Um Nobre e Árduo Desafio

 

Severus Snape andava de um lado para o outro em seu escritório de Diretor. Os estranhos objetos de Dumbledore ainda estavam lá - na verdade, Severus ainda não tivera tempo de pensar em algo tão fútil quanto a decoração do escritório. A guerra acabara, felizmente com a derrota do Lord das Trevas. As baixas haviam sido muitas, e o Mundo Mágico ficara praticamente em ruínas. Hogwarts permanecera praticamente intacta, mas muitos alunos haviam perecido. E muitos professores, também. A terrível perda de Dumbledore e McGonagall levara Severus ao cargo de Diretor. Sprout também não sobrevivera. E o último professor de Defesa contra as Artes das Trevas - que fora desmascarado, ao final, como um espião do Lord das Trevas - havia sido encarcerado em Azkaban.

A Ordem também perdera muitos membros. Entre eles, Remus Lupin e Bill Weasley.

A última batalha fora em junho - os alunos haviam acabado de prestar seus exames. Um mês depois, Severus fora empossado como Diretor.

Severus tinha apenas um mês para resolver o problema de como preencher as vagas de professor. Agradecia aos céus por Filius Flitwick ter sobrevivido. O pequeno bruxo era o mais competente em sua área, e Severus sempre se dera bem com ele. Filius seria, além do professor de Feitiços e Chefe de Ravenclaw, o seu Vice-Diretor.

Não fora difícil escolher um substituto para Sprout. Apesar de ser um desastre em Poções, Neville Longbottom era um Herbologista respeitável. Severus tivera de engolir seu orgulho e ir convidá-lo - essa parte não fora fácil, mas Severus era, antes de tudo, pragmático, e queria o melhor para a escola que iria comandar.

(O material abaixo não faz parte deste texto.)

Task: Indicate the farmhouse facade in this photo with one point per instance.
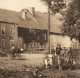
(28, 29)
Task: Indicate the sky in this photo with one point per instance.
(17, 5)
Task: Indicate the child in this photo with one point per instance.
(36, 72)
(46, 62)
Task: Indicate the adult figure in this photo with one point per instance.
(13, 50)
(58, 49)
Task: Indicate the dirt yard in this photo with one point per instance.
(23, 68)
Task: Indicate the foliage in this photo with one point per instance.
(55, 5)
(71, 26)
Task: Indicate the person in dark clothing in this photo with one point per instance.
(58, 49)
(36, 72)
(13, 50)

Para lecionar Transfiguração, Severus convidara Nymphadora Tonks. Ela aceitara, com entusiasmo.

Não havia ninguém em quem confiasse realmente para lecionar Poções em seu lugar. Severus decidira continuar lecionando ao mesmo tempo em que preparava Blaise Zabini, seu melhor aluno em Poções, para sucedê-lo. Blaise seria professor substituto e chefiaria a Casa de Slytherin - uma responsabilidade tremenda para alguém tão jovem e inexperiente, mas com Severus como Diretor, ele receberia todo o apoio necessário.

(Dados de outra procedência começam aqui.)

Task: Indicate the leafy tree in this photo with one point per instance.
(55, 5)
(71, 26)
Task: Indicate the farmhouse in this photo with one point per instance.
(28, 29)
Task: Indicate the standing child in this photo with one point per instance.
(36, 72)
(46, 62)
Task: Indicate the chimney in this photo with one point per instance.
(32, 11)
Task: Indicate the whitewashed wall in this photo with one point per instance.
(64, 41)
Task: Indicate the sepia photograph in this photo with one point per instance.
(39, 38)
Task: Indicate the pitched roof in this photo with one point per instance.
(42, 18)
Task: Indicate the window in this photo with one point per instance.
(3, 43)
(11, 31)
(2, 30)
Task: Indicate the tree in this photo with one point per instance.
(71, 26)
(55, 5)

Os maiores problemas ainda sem solução eram: o que fazer com o cargo de professor de Defesa contra as Artes das Trevas e quem iria chefiar Gryffindor.

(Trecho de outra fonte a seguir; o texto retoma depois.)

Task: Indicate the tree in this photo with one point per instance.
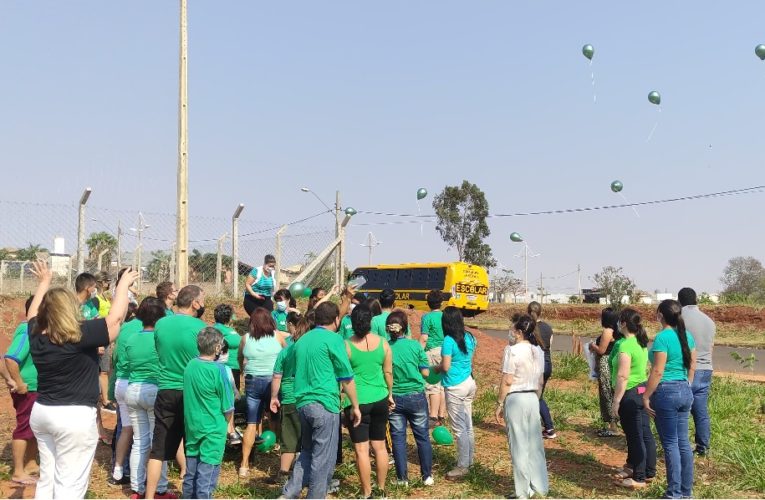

Cada vez que pensava nisso, uma voz dentro de Severus dizia que os dois problemas tinham uma mesma resposta: "Harry Potter". Mas Severus sabia que era inútil ter esperanças. Embora eles houvessem estabelecido um relacionamento respeitoso durante a guerra, no último ano de Potter, Severus sabia que Potter queria distância de Hogwarts e do Mundo Mágico.

Para o resto do Mundo Mágico, Potter estava desaparecido. Curiosamente, Severus era o único que sabia de seu paradeiro: era o seu Fiel do Segredo. Potter o procurara, logo após o final da guerra, e pedira-lhe que colocasse a nova choupana que comprara, em uma praia do País de Gales, sob Fidelius. Potter lhe dissera claramente que o havia procurado porque sabia que ele, Severus Snape, era a única pessoa em quem ele confiava e que sabia que não iria procurá-lo. Potter queria ficar longe de tudo o que o lembrasse do Mundo Mágico.

Amarga ironia!

No entanto, quanto mais pensava, mais ficava claro para Severus que aquela era a única solução. Ele, justo ele, teria de quebrar o isolamento de Potter. Era óbvio que Potter iria expulsá-lo de sua casa o mais rápido possível. Talvez, pela segunda vez em sua vida, o jovem bruxo usasse um Avada Kedavra.

Mas havia, para Severus, algo ainda pior do que um Avada Kedavra: ter seu orgulho ferido. E era isso o que ele teria de arriscar ao decidir procurar Harry Potter naquela praia isolada do sul de Gales.

~* ~* ~

Severus bateu à porta da cabana de madeira. Embora fosse verão, um vento frio soprava, agitando-lhe as vestes. Severus aprumou-se, alisou as vestes, e esperou, o coração martelando em seu peito.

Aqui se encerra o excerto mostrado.